File System Locked Up when NFS mount went offline
Aight, first the basics:
Running RHEL 3 (2.4 Kernel), Dell Poweredge 2850, 4GB RAM, 2TB EMC RAID on ServerA.
Solaris Sun system on ServerB.
I do not control Server B.
ServerB publishes an NFS share that I have mounted on ServerA as /mnt/serverb.
ServerA has the 2TB raid mounted as /mnt/raid
On the raid is a samba shared directory we'll call public. Mounted at /mnt/raid/public
Inside this samba shared directory is a symlink to /mnt/serverb which is contained in /mnt/raid/public/serverb
Yesterday, serverb went into Single User Mode (as it tends to do from time to time for whatever reason) for approximately 45 minutes. 15 minutes into the outage, ServerA noticed that ServerB was missing a threw an error into the system log:
(ServerA kernel: nfs: server {ip address} not responding, still trying)
About this time, the directory /mnt/raid/public stopped responding. Completely. Any attempt to ls on the directory froze, with kill -9 commands being uneffective. Windows clients could not connect to the share at all (except an old Win98 box, but it couldn't list the directory contents). I even attempted to use a Java based file manager to look at the file system, but it locked up as well (webmin). Oddly enough, I could still tabcomplete in the directory with no problems.
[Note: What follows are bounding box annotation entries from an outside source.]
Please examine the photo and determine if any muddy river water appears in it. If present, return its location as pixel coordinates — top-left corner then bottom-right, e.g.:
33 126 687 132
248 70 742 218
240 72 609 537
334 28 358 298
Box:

No other shares were affected. Server utilization was no stranger than normal. Only this one share/directory seemed to be affected.
When serverb came back up, all of my frozen console sessions began responding again and the Windows clients could connect. The Samba logs show no errors during this time period.
So, the short question is this: Should a symlink be able to bring an entire directory to a standstill?
The longer question is: How do I keep the symlink but prevent being held hostage by serverb's erratic uptime.
Thanks in advance and sorry for the long explanation. I've never seen anything like this before.
--zigg
|